Since, then, however, no Arab private land has been used for the Jewish communities. State (mirie) land is a different matter and, therefore, ignored in the report’s charts. To include it would injure the Peace Now case. The report, it appears, also resurrects the concept of ardh as-sahil – the lands of the fields – which were somehow termed as collectively owned.

As the League of Nations Mandate makes clear, in Article 6, “the Administration of Palestine… shall encourage, in cooperation with the Jewish Agency… close settlement by Jews on the land, including state lands and waste lands not acquired for public purposes.”

State lands make up the vast majority of the area in Judea and Samaria. Land disputes began with the Turkish Ottoman administration and continued throughout the British Mandate period. At the base of the Peace Now approach is the rehashing of many Arab propaganda claims, now being given legitimization by sympathetic Jews.

As Arabs have asserted, they supposedly owned 93 percent of the land which came to be known as the State of Israel, of which 43% was privately owned and the rest was identified at that time as the Sultan’s Land. Jews owned but 7%. This five-decades old myth is now being resurrected by Peace Now, which is largely funded by foreign sources.

THERE ARE other concerns, such as questionable data. For example, at Karnei Shomron, only 1.47% of the land is noted as Jewish-owned. In fact, almost all the area of the community is Jewish-owned and the same for the Etz Efraim community.

Peace Now doesn’t recognize, it would seem, Jewish land purchases. It would be interesting to learn whether the concern of Peace Now for private land extends to Jews who own property in Judea, Samaria and Gaza, either from pre-state days or afterward, and cannot realize the land’s potential due to Israeli government policy or Arab terrorism, such as at Havat Gilad.

There is also the matter of Arabs who have sold land but then claim otherwise in fear of extra-legal punishment – in other words, they don’t want to be murdered for selling land to Jews.

In addition, the pictures of the land supposedly owned by “West Bank” Jewish communities on the Peace Now Web site are misleading.

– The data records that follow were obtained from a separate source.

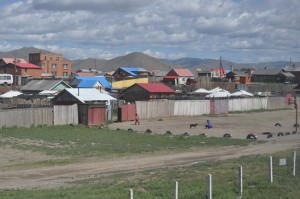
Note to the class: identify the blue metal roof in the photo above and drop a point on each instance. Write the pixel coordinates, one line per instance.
(90, 81)
(132, 71)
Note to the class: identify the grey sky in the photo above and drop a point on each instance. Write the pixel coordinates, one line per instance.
(240, 31)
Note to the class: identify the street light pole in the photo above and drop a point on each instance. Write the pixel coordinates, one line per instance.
(15, 73)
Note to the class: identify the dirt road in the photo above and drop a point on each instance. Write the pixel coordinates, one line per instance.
(236, 124)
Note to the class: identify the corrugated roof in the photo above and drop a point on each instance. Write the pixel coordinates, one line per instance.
(156, 87)
(28, 65)
(132, 71)
(12, 60)
(85, 74)
(88, 82)
(183, 72)
(268, 71)
(44, 84)
(89, 94)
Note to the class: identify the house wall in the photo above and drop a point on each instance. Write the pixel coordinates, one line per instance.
(64, 114)
(136, 93)
(47, 60)
(127, 83)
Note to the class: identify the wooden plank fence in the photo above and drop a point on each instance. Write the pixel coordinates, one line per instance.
(171, 108)
(26, 117)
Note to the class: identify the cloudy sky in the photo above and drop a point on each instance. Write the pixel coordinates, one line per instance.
(237, 30)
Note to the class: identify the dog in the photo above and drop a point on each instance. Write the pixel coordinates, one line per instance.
(251, 136)
(226, 135)
(278, 124)
(280, 134)
(193, 125)
(148, 131)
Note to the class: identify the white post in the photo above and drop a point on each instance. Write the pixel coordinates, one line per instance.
(130, 193)
(271, 169)
(241, 180)
(176, 190)
(294, 163)
(209, 187)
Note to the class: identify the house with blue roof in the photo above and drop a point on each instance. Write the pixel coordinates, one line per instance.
(127, 73)
(98, 82)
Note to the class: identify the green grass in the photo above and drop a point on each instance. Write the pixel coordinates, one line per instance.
(81, 141)
(159, 183)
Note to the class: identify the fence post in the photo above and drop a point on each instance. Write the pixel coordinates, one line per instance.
(176, 190)
(209, 187)
(241, 180)
(271, 169)
(294, 163)
(130, 193)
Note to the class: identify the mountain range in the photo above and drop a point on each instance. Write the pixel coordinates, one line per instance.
(138, 59)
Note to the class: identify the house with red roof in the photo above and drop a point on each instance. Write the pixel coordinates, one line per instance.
(22, 71)
(4, 61)
(178, 77)
(147, 91)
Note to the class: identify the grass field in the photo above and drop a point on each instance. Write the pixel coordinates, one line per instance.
(81, 141)
(159, 183)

There is a vast difference between the area displayed and the actual area zoned at various government ministries and civilian administration offices. The boundaries are arbitrary, usually delineated by patrol roads which do not reflect on the actual property definitions.

THERE IS, it need be admitted, a very fundamental chasm between Peace Now and the reality on the ground. Property disputes have always existed, especially since the first land registration –Tabu – law was promulgated from the days of the Turks only in 1858.

But we should not lose sight of the major issue and that is that this conflict is not about private property but one between two nations claiming the same land.

Even if 51% of the land in question was owned by Jews as private property, Peace Now would oppose a Jewish presence in the area. Shiloh, Hebron and Beit El are place names that simply do not resonate with these concessionists. Their goal is simple: to get the Jews out of the territory they want for a future Palestinian state. To this end, even a juggling of terms and data is permissible.